LONDON — The Summer Olympics in Tokyo, postponed because of the coronavirus pandemic, will likely open on July 23, 2021, according to people familiar with the matter.
The International Olympic Committee and Japanese organizers last week bowed to widespread pressure among athletes, sports federations and national Olympic committees and agreed to postpone the Games to 2021, but left the new date in question. The opening ceremony of the Games had been scheduled for July 24.
The I.O.C. said a final decision could come in weeks, but it is now much more likely to be announced earlier, according to the people, who spoke on condition of anonymity because of guidance issued by the I.O.C. The Japanese state broadcaster NHK on Saturday also reported the July 23, 2021 date as the new target.

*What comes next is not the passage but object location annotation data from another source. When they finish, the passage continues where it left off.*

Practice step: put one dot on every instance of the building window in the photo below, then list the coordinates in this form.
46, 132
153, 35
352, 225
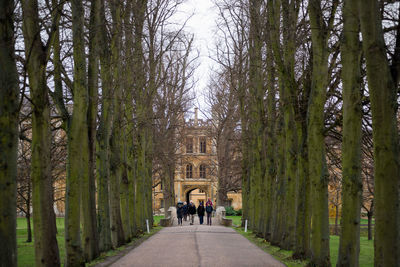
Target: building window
189, 145
189, 171
202, 171
203, 146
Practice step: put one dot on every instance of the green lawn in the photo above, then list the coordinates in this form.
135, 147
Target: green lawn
26, 251
362, 221
366, 248
366, 251
157, 219
236, 220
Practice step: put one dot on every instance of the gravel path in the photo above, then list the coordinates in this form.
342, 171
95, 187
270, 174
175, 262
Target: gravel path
197, 245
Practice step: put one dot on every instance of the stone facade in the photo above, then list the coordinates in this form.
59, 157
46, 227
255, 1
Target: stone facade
196, 168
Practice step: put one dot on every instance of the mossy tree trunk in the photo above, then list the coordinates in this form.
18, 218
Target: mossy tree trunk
90, 235
257, 117
271, 147
143, 115
383, 94
320, 32
8, 136
349, 247
78, 143
284, 58
117, 231
46, 247
103, 140
303, 218
128, 177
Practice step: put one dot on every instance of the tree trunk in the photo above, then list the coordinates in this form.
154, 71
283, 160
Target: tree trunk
383, 91
271, 146
8, 136
103, 141
78, 143
316, 140
288, 90
90, 234
256, 115
116, 167
168, 188
28, 215
369, 214
349, 248
303, 221
46, 247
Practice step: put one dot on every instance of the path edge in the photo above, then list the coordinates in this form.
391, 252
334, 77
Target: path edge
108, 261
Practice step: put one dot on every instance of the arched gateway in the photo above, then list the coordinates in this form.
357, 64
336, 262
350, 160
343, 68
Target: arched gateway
196, 167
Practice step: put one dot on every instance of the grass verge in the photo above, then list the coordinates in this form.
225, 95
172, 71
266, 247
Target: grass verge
284, 256
26, 251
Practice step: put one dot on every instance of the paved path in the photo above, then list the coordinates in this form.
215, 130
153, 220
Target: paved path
197, 245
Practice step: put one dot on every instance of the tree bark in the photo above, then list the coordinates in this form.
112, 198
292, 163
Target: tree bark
256, 115
349, 247
90, 233
8, 136
288, 90
78, 143
117, 231
320, 32
383, 90
44, 221
103, 140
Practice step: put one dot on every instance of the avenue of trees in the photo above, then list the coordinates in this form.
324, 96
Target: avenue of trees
316, 87
88, 89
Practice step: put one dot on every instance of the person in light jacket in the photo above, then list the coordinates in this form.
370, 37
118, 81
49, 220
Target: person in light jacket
192, 212
209, 210
179, 212
200, 212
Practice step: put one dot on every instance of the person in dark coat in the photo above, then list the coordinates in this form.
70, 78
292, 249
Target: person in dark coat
192, 212
209, 210
200, 212
179, 212
185, 210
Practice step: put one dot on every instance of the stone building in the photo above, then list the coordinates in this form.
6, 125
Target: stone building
196, 169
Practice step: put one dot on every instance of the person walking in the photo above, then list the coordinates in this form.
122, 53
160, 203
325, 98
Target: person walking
185, 210
209, 210
192, 212
200, 212
179, 212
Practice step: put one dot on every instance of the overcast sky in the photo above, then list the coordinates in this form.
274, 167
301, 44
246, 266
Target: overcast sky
202, 25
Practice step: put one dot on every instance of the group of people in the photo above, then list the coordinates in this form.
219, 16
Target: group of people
184, 209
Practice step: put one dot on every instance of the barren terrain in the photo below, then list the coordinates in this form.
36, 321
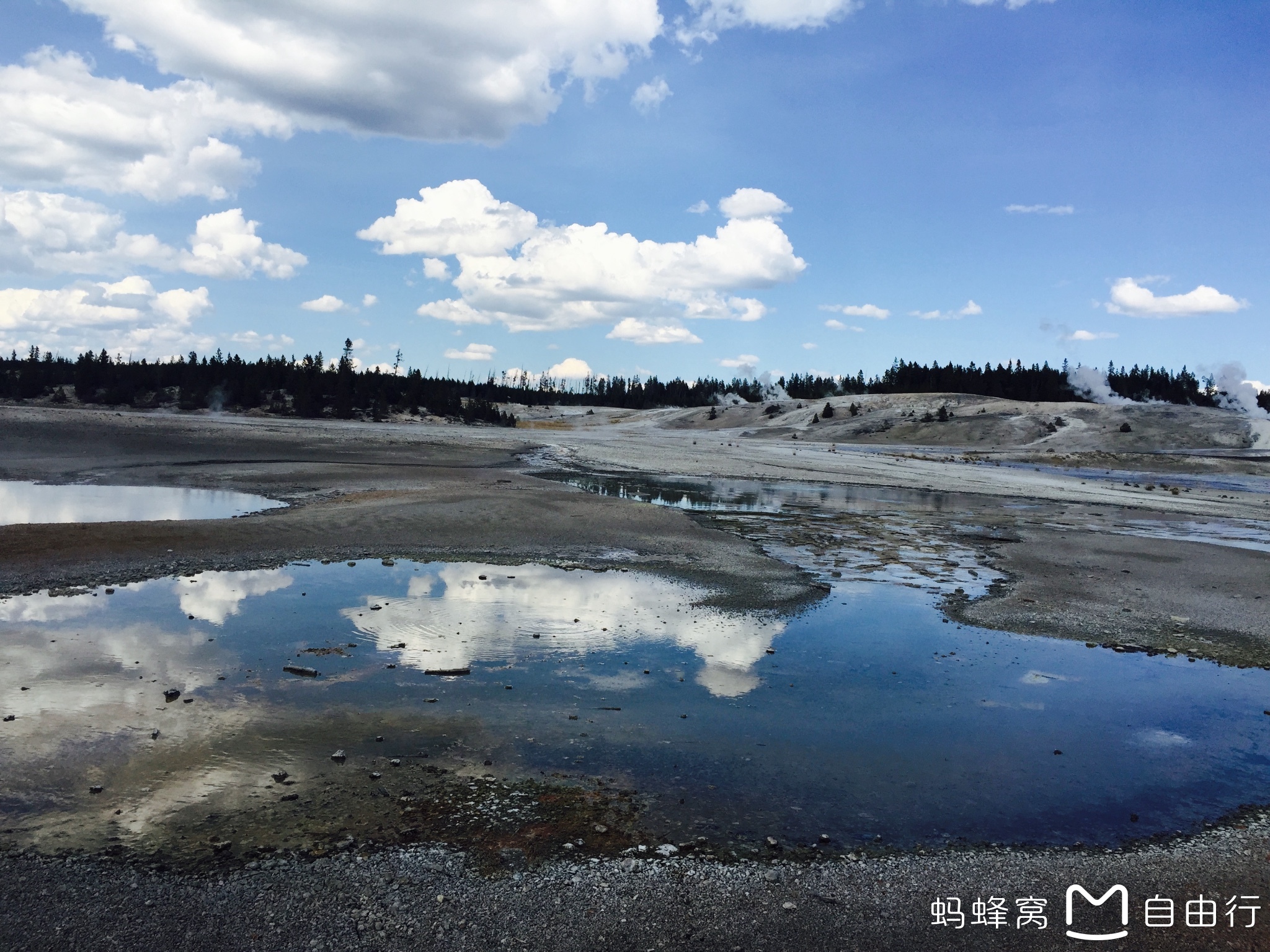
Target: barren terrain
1151, 539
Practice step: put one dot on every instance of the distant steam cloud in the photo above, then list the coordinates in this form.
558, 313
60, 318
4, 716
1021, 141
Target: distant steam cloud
1235, 391
1093, 385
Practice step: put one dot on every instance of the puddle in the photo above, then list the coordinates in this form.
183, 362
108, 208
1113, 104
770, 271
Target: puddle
38, 503
840, 532
751, 495
865, 718
1236, 535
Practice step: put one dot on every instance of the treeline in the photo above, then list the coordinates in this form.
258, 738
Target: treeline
313, 386
1013, 381
1160, 384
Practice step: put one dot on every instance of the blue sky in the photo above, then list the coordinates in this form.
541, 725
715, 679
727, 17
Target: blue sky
897, 134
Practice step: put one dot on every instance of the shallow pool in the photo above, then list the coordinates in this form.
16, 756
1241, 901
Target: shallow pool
865, 718
40, 503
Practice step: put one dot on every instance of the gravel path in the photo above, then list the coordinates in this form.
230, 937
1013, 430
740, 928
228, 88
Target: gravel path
429, 897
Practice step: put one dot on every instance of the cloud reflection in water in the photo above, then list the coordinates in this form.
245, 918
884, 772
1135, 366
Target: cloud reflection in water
451, 617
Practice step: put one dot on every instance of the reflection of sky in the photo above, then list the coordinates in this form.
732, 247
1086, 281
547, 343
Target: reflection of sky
36, 503
451, 617
213, 597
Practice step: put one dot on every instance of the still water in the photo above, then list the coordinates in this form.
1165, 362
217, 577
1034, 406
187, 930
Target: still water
865, 716
38, 503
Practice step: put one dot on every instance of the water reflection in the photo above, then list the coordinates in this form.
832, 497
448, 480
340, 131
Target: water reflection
37, 503
456, 615
723, 495
871, 716
214, 597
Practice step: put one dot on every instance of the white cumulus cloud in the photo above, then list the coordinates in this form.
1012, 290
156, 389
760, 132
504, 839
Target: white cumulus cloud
638, 332
571, 368
1010, 4
859, 311
128, 316
225, 245
527, 276
710, 17
1129, 298
64, 126
752, 203
746, 363
447, 71
1041, 208
42, 231
458, 218
473, 352
327, 304
968, 310
648, 97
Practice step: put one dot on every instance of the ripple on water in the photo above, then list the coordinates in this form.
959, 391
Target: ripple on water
861, 716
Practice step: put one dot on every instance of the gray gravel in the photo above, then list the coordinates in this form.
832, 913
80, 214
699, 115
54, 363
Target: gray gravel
429, 897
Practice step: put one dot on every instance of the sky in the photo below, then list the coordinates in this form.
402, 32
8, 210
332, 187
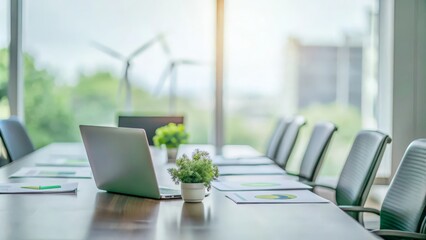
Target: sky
60, 34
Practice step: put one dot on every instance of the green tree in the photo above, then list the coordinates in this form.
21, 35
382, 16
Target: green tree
94, 98
48, 115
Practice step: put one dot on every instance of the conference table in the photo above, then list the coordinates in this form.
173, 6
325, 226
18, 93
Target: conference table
90, 213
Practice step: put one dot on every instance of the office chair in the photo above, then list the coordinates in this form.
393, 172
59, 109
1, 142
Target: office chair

The I.O.C. will convene an emergency meeting of its decision-making executive board on Sunday to discuss the decision.
Mark Adams, a spokesman for the organization, gave a one-word answer, “speculation,’’ when asked about the new date on Saturday.
The decision to pick an almost identical date to this year’s event is not particularly surprising, given the challenges to squeeze the Olympics in an already packed sporting calendar. It also is the best time for the U.S. broadcaster, NBCUniversal, which pays more than $1 billion for the U.S. media rights to each Olympic Games.
But it means the Games will still take place during Tokyo’s hottest time of the year, an issue that was already causing worry and complications. The Olympic marathon was moved to a northern, cooler city after an outcry and organizers had planned several steps to try to keep fans and competitors cool.
Some federations, including those representing swimming, table tennis, triathlon and equestrian, on a call earlier this week with Thomas Bach, the I.O.C. president, had voiced a preference to hold the Olympics in the spring. That, though, would have led to a clash with the season for major soccer leagues and many of the richest U.S. sports leagues.
The I.O.C. also wanted to be sure to steer clear of the European soccer championships, which are being moved to 2021 and usually take place in June.
The road to perhaps the biggest obstacle was cleared when the head of global track and field’s governing body, Sebastian Coe, announced that he was open to moving the athletics world championships set for next summer in Eugene, Oregon. Coe went further than that Friday, telling a group of reporters that moving World Athletics’s main event to 2022 may in fact be beneficial.
“You may have world championships in consecutive years where we wouldn’t normally have had that,’’ he said. “But for athletics, it’s not such a bad thing. To go from 2021 Olympic Games into two editions of the world championships, ’22 — possibly ’22 — ’23 we’re in Budapest, and then into the Olympic Games in Paris in ’24.
“It would offer athletics center stage at a very public point of the year,’’ he added. “So let’s look at it from a slightly optimistic way of being able to punch our sport into the homes of many more people over a four-year consecutive cycle.”
Bach, who has endured much criticism over his handling of the crisis, described reorganizing the Games as a “ huge jigsaw puzzle.”
Among the issues organizers face are contracts worth billions of dollars with broadcast partners and sponsors as well as how to secure venues and maintain key infrastructure that would need to be mothballed for an extra year.
“A Games has never been postponed before,” Bach said. “We have no blueprint, but we are nevertheless confident we can put a beautiful jigsaw puzzle together and will then in the end have a wonderful Olympic Games.”
The traditional July-August date means the I.O.C. will likely be able to call on the presence of top players from the worlds of soccer, tennis and golf, some of the biggest names in global sport and a big attraction for television audiences.
Once a date has been set, the next challenge will be to reorganize qualification competitions that had been disrupted by the coronavirus. Bach said athletes who have already qualified will be guaranteed a place for 2021.
The I.O.C.’s preference for next summer was made clear when a day after the postponement was declared, John Coates, the Australian who heads its commission responsible for the Tokyo Games, that there was a preference for the July-August dates, according to an interview he gave to Japan’s Yomiuri newspaper.